Thyroid Cancer: What you need to know

What is thyroid?

Thyroid is a butterfly-shaped gland that lies at the lower front part of the neck, below the Adam’s apple. The thyroid gland produces thyroid hormones that regulate our metabolism, growth, development and body temperature.


Thyroid cancer commonly presented as a painless, palpable thyroid lump on the neck. Patients and doctors discover most of these lumps during examination of the neck. A thyroid gland can look larger than normal either due to generally enlarged gland or due to enlarged nodules in it. Solitary nodules are most likely to be malignant in patients older than 60 years or younger than 30 years. Malignant nodules are usually painless, and a fast-growing nodule may suggest malignancy. Thyroid nodules are associated with higher risk of malignancy in male.

Not all thyroid nodules are dangerous, benign thyroid nodules are more common than malignant. Thus, a patient with thyroid swelling needs to consult his or her doctor for further assessment of the swelling.


Fine needle aspiration biopsy is the most important tool in evaluating thyroid nodules. It is easy to perform with only few minor possible complications. The purpose of this procedure is to study the cells in the thyroid nodules.

Ultrasonography is the most common scan is evaluating thyroid swelling. In certain occasions, CT scans, MRI scans may be needed to assess the extent of the tumour, lymph node involvement and tumour spread.

Types of thyroid cancer

There are 4 main types of thyroid cancer

1. Papillary thyroid cancer

The most common form of well-differentiated thyroid cancer. Papillary cancer has a propensity to invade lymphatics but less likely to invade blood vessels. 

2. Follicular thyroid cancer

The second most common thyroid cancer. Follicular cancer may spread to other organs. Patients with follicular cancer are more likely to develop lung and bone metastases than patients with papillary cancer.

(Papillary and follicular thyroid cancer are differentiated thyroid cancer, together they make up about 95% of thyroid cancers. The prognosis of this cancer is related to age, it is better for younger patients than for patients who are older than 45 years old. With appropriate treatment, a young female patient whose cancer does not extend beyond the capsule of the gland, life expectancy is minimally affected.)

3. Medullary thyroid cancer

Medullary thyroid cancer arises from C cells of the thyroid, and it produces calcitonin, which can be used as a tumour marker. It does not accumulate radioiodine. It can appear sporadically or can be part of an inherited disorder named Multiple Endocrine Neoplasia Type 2 (MEN2).

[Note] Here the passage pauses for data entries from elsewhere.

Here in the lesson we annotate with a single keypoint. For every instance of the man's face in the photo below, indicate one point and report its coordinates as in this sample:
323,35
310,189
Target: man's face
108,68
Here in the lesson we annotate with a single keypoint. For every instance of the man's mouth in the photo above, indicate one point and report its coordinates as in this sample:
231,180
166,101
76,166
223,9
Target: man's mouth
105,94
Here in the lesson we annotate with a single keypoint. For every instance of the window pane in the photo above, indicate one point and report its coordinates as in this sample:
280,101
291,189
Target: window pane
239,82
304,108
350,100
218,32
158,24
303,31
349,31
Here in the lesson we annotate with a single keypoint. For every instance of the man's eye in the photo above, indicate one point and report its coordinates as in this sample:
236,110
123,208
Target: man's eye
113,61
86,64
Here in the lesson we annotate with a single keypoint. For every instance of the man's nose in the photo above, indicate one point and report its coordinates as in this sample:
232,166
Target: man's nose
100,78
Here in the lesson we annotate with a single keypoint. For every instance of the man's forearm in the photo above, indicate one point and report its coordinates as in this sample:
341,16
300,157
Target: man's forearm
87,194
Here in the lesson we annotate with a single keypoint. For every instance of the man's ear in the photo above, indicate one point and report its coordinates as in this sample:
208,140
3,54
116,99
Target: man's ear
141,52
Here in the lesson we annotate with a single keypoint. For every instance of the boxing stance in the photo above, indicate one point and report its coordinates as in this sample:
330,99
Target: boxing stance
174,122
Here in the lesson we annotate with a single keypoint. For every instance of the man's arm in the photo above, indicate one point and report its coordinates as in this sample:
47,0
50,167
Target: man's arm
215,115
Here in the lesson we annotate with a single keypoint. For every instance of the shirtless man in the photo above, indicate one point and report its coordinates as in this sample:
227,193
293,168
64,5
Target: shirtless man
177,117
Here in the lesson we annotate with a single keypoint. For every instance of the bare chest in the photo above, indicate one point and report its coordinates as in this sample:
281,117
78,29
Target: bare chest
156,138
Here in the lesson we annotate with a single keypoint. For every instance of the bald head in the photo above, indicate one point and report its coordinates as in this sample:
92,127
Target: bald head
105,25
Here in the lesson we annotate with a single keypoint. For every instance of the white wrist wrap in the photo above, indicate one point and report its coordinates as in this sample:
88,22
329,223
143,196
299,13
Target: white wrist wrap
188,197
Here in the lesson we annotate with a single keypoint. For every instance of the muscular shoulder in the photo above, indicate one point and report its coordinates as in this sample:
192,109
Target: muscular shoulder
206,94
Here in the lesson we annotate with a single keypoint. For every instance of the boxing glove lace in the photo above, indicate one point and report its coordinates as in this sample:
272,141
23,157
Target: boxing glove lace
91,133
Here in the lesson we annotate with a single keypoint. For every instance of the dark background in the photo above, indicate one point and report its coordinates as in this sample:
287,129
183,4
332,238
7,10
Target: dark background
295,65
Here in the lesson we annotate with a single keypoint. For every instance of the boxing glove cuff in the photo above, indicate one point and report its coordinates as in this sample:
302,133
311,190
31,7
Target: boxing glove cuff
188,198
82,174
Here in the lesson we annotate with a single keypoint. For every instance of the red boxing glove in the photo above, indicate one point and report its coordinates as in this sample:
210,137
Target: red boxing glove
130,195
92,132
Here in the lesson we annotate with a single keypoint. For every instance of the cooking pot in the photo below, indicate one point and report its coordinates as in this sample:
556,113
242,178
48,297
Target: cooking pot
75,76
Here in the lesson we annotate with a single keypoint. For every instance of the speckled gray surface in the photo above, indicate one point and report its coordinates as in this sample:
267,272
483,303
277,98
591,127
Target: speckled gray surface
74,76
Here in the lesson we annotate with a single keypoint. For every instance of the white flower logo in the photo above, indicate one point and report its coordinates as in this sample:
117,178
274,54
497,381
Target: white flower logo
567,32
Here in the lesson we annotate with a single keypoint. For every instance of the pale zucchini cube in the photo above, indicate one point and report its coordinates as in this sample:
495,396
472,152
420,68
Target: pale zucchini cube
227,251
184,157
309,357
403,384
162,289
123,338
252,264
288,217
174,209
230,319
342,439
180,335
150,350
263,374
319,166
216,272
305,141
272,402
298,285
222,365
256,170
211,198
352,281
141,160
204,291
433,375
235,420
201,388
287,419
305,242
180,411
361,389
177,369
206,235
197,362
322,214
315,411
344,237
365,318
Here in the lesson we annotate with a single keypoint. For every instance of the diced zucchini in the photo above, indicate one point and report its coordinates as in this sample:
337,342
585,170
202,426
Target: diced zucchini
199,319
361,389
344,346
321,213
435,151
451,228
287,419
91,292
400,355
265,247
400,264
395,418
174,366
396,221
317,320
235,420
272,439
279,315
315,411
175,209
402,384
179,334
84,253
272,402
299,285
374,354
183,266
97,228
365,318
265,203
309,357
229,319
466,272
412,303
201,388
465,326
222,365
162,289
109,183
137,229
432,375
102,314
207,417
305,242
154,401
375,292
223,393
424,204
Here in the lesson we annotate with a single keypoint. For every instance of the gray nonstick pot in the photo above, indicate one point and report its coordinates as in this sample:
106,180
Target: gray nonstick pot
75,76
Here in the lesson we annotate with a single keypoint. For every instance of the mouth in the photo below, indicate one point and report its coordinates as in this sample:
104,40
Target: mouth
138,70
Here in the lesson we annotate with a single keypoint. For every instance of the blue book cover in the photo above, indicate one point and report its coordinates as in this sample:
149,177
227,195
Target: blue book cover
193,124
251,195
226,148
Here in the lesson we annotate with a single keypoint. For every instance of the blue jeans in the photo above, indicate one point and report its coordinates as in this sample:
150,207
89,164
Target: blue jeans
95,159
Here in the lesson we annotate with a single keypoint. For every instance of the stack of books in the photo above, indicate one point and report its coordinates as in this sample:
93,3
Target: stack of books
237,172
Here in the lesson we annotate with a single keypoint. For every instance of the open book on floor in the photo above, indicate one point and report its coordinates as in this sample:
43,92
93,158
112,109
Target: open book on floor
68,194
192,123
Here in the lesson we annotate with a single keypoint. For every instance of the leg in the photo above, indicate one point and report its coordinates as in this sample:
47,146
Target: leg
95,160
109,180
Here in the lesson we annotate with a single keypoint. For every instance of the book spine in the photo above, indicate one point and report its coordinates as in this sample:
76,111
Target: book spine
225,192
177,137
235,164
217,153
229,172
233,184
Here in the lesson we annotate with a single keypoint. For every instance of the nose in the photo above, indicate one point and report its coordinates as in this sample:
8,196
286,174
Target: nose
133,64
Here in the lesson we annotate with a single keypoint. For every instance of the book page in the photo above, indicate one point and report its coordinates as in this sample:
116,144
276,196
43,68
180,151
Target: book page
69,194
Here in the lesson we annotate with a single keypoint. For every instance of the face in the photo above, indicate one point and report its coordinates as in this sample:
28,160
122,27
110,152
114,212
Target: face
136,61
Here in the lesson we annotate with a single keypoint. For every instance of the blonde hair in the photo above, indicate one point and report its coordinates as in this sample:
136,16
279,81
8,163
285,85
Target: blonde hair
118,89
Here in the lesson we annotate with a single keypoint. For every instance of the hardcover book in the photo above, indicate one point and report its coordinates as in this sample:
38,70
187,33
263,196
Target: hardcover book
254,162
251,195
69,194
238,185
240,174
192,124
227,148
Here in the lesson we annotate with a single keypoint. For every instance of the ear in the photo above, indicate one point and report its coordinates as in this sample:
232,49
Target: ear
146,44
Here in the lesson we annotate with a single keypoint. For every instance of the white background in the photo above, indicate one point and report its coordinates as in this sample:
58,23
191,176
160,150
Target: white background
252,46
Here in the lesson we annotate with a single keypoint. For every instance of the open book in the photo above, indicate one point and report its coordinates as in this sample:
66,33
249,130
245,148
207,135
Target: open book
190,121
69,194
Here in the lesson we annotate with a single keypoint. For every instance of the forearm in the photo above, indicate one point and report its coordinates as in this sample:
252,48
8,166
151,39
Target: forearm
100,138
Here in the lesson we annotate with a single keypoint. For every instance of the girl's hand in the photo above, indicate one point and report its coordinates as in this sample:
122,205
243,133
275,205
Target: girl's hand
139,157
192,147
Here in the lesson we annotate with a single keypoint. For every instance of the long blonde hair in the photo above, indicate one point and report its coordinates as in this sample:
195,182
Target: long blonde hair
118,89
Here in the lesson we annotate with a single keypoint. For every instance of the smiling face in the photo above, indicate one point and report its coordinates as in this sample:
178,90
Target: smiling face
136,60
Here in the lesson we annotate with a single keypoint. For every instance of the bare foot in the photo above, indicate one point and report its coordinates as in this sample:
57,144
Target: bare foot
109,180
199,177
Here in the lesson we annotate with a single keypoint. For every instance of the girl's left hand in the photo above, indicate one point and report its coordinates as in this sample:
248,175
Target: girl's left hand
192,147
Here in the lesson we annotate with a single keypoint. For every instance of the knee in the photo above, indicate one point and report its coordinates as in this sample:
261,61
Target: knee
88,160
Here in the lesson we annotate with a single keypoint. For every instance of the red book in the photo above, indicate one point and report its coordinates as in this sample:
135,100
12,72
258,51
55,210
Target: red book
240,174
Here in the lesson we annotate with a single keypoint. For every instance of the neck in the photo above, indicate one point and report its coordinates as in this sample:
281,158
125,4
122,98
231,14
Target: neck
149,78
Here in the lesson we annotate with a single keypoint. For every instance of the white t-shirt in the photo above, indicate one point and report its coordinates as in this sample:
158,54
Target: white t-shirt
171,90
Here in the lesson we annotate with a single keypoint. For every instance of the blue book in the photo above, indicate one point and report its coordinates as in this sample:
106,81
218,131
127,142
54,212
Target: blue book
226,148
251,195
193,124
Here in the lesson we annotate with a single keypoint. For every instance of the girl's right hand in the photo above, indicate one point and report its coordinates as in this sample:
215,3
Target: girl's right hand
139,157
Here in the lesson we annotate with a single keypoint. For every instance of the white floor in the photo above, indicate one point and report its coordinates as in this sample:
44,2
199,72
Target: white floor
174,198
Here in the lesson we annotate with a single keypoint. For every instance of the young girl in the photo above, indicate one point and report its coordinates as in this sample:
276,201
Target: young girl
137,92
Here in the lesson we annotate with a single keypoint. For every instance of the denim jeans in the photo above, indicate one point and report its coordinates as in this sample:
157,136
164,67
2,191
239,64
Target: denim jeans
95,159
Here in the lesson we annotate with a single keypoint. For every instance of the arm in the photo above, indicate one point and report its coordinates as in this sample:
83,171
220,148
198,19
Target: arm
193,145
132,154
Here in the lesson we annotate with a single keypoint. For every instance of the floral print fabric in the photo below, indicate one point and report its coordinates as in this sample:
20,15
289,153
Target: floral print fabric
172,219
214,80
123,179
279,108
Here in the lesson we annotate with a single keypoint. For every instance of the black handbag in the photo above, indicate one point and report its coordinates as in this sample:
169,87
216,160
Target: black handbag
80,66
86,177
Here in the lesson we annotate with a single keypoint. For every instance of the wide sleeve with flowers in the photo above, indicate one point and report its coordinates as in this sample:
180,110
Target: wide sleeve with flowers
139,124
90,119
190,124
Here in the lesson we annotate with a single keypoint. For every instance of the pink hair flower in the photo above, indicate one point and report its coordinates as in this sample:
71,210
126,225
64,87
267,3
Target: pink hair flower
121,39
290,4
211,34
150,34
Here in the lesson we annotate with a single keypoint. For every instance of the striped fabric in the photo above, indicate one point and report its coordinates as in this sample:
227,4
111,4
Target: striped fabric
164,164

4. Anaplastic thyroid cancer

The most aggressive type of thyroid cancer. Even though it accounts for less than 2% of thyroid cancer, it causes up to 40% of deaths from thyroid cancer.


Thyroid cancers require surgical intervention whenever possible. After surgery, for patients with papillary and follicular cancers, they undergo radioiodine scanning and radioablation of any residual disease.

If you experience any signs or symptoms mentioned above, please make appointment with you doctor.